European Journal of Epidemiology ( IF 7.7 ) Pub Date : 2024-04-20 , DOI: 10.1007/s10654-024-01120-w Hermann Brenner 1, 2 , Thomas Heisser 1, 3 , Rafael Cardoso 1 , Michael Hoffmeister 1
Flexible sigmoidoscopy (FS), which is less invasive, resource intensive and costly than colonoscopy, is among the recommended screening options for colorectal cancer (CRC). Four large randomized trials consistently reported statistically significant, albeit modest effects of screening by FS on CRC incidence. However, their effect estimates included cancers that were already prevalent at recruitment and could not have been prevented by screening.
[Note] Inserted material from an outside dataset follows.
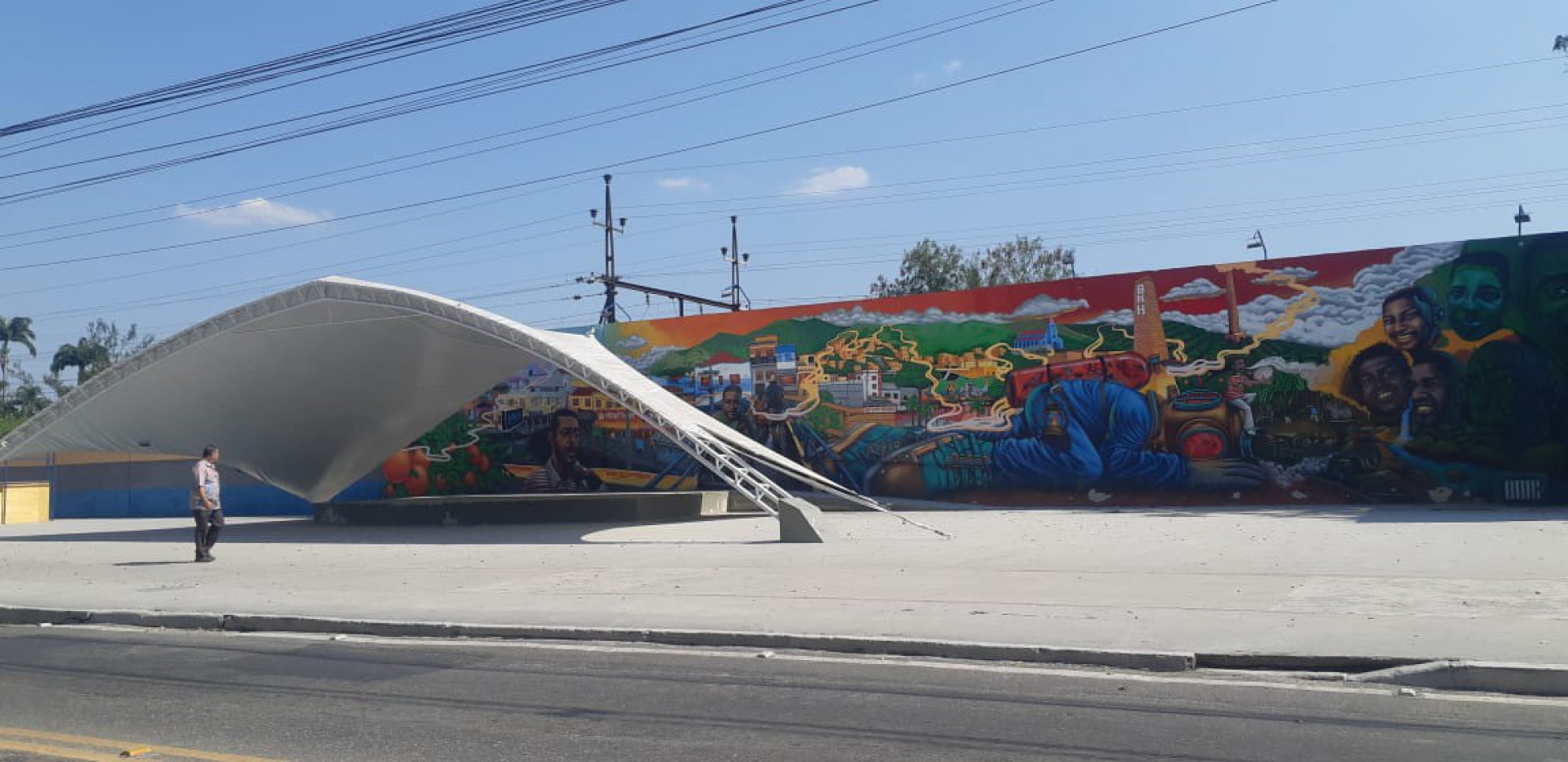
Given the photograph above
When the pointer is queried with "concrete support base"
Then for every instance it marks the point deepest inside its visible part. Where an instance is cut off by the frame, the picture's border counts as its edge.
(528, 508)
(800, 523)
We performed a re-analysis and meta-analysis of two of the trials (including the largest one) to estimate reduction of truly incident cases by a single FS offered between 55 and 64 years of age among the “at risk study population” without prevalent CRC at recruitment. In meta-analyses of data reported after more than 15 years of follow-up, relative risk (95% CI) in intention-to-screen and per-protocol analyses were 0.71 (0.66–0.76) and 0.59 (0.55–0.65) for any CRC, and 0.52 (0.47–0.57) and 0.34 (0.30–0.39) for distal CRC, respectively. These results indicate much stronger effects than those suggested by the original reports and imply that a single screening FS can prevent approximately two out of three distal incident CRC cases within 15 + years of follow-up.
中文翻译:
被低估的柔性乙状结肠镜筛查的预防效果:随机试验的重新分析和荟萃分析
与结肠镜检查相比,可屈性乙状结肠镜检查 (FS) 侵入性较小、资源密集且成本较高,是推荐的结直肠癌 (CRC) 筛查选择之一。四项大型随机试验一致报告了 FS 筛查对 CRC 发病率的统计显着影响(尽管影响不大)。然而,他们的效应估计包括招募时已经流行且无法通过筛查预防的癌症。我们对其中两项试验(包括最大的一项)进行了重新分析和荟萃分析,以估计在“高危研究人群”中,在 55 岁至 64 岁之间提供的单一 FS 所减少的真实事件病例数,而没有普遍存在CRC 在招聘时。在超过 15 年随访后报告的数据的荟萃分析中,意向筛选和符合方案分析的相对风险 (95% CI) 分别为 0.71 (0.66–0.76) 和 0.59 (0.55–0.65)。任何 CRC,远端 CRC 分别为 0.52 (0.47–0.57) 和 0.34 (0.30–0.39)。这些结果表明,效果比原始报告所建议的效果要强得多,并意味着单次筛查 FS 可以在 15 年以上的随访内预防大约三分之二的远端 CRC 病例。